Nic dziwnego, że tego dnia Sehun wręcz promieniował szczęściem i zarażał nim wszystkich naokoło. Po pierwsze Kyungsoo wracał do domu, lecz maknae, choć nie przyznałby się do tego, bardziej cieszył się oczywiście z powrotu swojego lubego, którego nie widział od tygodnia. Kiedy tylko usłyszał, że Kris rozmawia z Kaiem o tym, że już wracają i będą na miejscu za jakąś godzinę, Sehun wręcz wyfrunął z domu i usiadł na schodach. Nie obchodziło go, że będzie tutaj siedział kolejne 60 minut. Po prostu nie mógł przegapić przyjazdu ukochanego. Co chwilę z niecierpliwością zerkał to na zegarek, to na podjazd, majac szczerą nadzieję na to, że jego przyjaciele mimo wszystko się pospieszą i przyjadą wcześniej. Nie przyjechali. A Sehun zasnął.

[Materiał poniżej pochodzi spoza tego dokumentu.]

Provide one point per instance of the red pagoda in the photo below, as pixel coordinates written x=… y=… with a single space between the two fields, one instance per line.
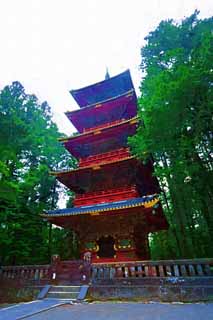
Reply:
x=116 y=201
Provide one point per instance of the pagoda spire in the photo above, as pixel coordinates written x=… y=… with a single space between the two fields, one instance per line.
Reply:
x=107 y=76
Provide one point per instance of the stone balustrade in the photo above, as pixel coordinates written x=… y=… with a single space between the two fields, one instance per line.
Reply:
x=161 y=268
x=34 y=273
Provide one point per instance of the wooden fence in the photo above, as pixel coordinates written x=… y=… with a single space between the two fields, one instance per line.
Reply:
x=161 y=268
x=34 y=273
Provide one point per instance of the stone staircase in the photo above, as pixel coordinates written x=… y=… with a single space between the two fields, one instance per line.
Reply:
x=64 y=292
x=72 y=272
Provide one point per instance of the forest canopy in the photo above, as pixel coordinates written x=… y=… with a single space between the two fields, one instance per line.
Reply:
x=29 y=150
x=175 y=111
x=175 y=108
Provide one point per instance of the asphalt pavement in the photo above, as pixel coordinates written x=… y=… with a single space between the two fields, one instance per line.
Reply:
x=128 y=311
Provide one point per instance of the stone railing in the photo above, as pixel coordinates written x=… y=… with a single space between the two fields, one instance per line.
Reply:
x=161 y=268
x=33 y=273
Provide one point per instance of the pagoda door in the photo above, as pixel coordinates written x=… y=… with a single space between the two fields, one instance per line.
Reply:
x=106 y=247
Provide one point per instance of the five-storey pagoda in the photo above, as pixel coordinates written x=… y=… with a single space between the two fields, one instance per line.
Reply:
x=116 y=204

Nie miał pojęcia, ile spał, ale kiedy się obudził, był już w pokoju, który dzielił właśnie z Luhanem. Ziewnął, przeciągnął się i rozejrzał po pomieszczeniu. Musiał zmrużyć oczy, gdyż raziło go właśnie zachodzące słońce, lecz dostrzegł przy otwartym na oścież oknie czyjąś sylwetkę. Znał ją aż za dobrze. Uśmiechnął się lekko i obrócił na bok, by mieć lepszy widok na Luhana, który ciągle nie zdawał sobie sprawy z tego, że jego ukochany już otworzył oczy.
– Kotek…- zawołał w końcu, gdy już wystarczająco napatrzył się na pupę starszego. Luhan od razu odwrócił się w jego stronę i podszedł do łóżka. Nie minęła nawet chwila patrzenia na siebie, a ci już się całowali. Naprawdę za sobą tęsknili.
– Tak bardzo się cieszę, że nic ci się nie stało – powiedział Sehun, przerywając w końcu tę pieszczotę. Wtulił się mocno w Luhana, który usiadł na łóżku, aby było im wygodniej.
– Przecież nic nie mogło mi się stać. Obiecałem ci. – Chińczyk ostrożnie usadowił się nad ukochanym i patrząc mu w oczy szepnął, że go kocha, a potem rozpoczął kolejny pocałunek. Tym razem namiętniejszy i pełen pasji. Obaj powoli zapominali o bożym świecie. Liczyło się dla nich jedynie to, że w końcu są razem, że mogą czuć ciepło swoich ciał, nierównomierne oddechy, czy też błądzenie dłoni po ciałach. Żaden z nich nie wiedział, do czego może zaraz dojść, ale jedno wiedzieli na pewno. Obaj pragną spędzić teraz czas wyłącznie ze sobą i zapomnieć o wszystkich problemach, jakie im towarzyszą. Luhan na moment odsunął się, żeby złapać oddech. Spojrzał na ukochanego. Stwierdził, że tak wygląda nawet przystojniej: włosy w artystycznym nieładzie, nierówny oddech, lekko rozchylone, czerwone usta… chciał go takiego przez cały czas.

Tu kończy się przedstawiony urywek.